This project contains the process from building a web crawler to extract the raw data of house price to create ETL pipelines using Google Could Platform services.
Basic flow of the ETL pipeline
The ETL pipelines are built with both Apache Beam using Cloud Dataflow and Spark using Cloud Dataproc for loading real estate transactions data into BigQuery, and the data can be visualized in Data Studio. The project also uses Cloud Function to monitor if a new file is uploaded in the GCS bucket and trigger the pipeline automatically.
1. Get Started
The house price data
Actual price registration of real estate transactions data in Taiwan has been released since 2012, which refers to the transaction information includes: position and area of real estate, total price of land and building, parking space related information, etc. We can use the data to observe the changes in house prices over time or predict the house price trend in various regions.
Setup and requirements
Set up on Google Cloud Platform:
Project is created with:
- Python version: 3.7
- Apache beam version: 2.33.0
- Pyspark version: 3.2.0
2. Use a web crawler to download the historical data
Run the web crawler to download historical actual price data in csv format, and upload the files to the Google Cloud Storage bucket.
First, set up the local Python development environment and install packages from requirements.txt:
$ pip install -r requirements.txt
Open crawler.py file, replace
YOUR_DIR_PATH with a local directory to store download data, replace
projectID with your Google Cloud project ID, and replace
GCS_BUCKET_NAME with the name of your Cloud Storage bucket. Then run the web crawler:
$ python crawler.py
3. Build ETL pipelines on GCP
There are two versions of ETL pipelines that read source files from Cloud Storage, apply some transformations and load the data into BigQuery. One of the ETL pipelines based on Apache beam uses Dataflow to process the data for analytics of land transaction.
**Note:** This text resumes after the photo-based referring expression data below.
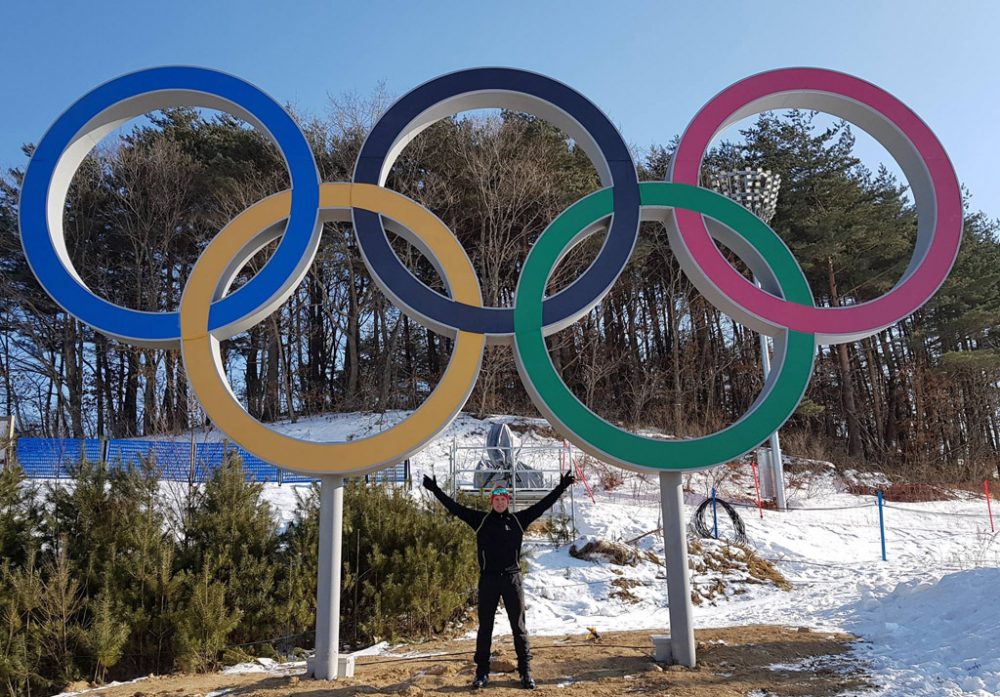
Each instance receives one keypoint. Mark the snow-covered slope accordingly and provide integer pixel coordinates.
(928, 617)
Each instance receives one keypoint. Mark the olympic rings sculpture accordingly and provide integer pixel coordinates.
(694, 219)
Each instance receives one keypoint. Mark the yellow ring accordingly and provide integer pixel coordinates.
(202, 360)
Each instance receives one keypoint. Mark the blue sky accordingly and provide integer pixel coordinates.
(649, 65)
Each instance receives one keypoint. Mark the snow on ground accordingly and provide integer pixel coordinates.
(928, 617)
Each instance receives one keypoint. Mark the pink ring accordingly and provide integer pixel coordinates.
(924, 162)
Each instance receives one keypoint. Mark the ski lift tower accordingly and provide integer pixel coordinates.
(757, 191)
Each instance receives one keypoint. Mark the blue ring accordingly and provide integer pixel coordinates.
(583, 292)
(162, 327)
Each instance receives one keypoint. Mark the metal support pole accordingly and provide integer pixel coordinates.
(777, 466)
(331, 526)
(682, 647)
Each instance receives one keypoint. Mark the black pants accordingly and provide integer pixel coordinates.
(492, 587)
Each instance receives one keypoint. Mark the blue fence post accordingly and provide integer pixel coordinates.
(881, 524)
(715, 517)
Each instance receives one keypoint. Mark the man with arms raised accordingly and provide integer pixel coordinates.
(498, 544)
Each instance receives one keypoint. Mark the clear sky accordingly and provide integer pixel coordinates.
(649, 65)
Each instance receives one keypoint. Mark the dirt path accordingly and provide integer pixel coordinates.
(733, 662)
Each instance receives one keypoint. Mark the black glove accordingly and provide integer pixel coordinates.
(567, 480)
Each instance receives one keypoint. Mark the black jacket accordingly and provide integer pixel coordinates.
(499, 535)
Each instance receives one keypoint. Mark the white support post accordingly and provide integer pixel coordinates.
(331, 526)
(682, 646)
(776, 464)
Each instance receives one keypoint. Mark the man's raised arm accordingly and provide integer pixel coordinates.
(469, 515)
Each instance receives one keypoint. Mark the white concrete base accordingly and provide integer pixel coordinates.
(345, 667)
(662, 652)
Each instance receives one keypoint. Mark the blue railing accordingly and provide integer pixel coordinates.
(54, 458)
The other ETL pipeline based on Apache Spark uses Dataproc to proccess the data for analytics of building transaction.
Let’s start by opening a session in Google Cloud Shell. Run the following commands to set the project property with your project ID.
$ gcloud config set project [projectID]
Run the pipeline using Dataflow for land data
The file etl_pipeline_beam.py contains the Python code for the etl pipeline with Apache beam. We can upload the file using the Cloud Shell Editor.
Run actual_price_etl.py to create a Dataflow job which runs the DataflowRunner. Notice that we need to set the Cloud Storage location of the staging and template file, and set the region in which the created job should run.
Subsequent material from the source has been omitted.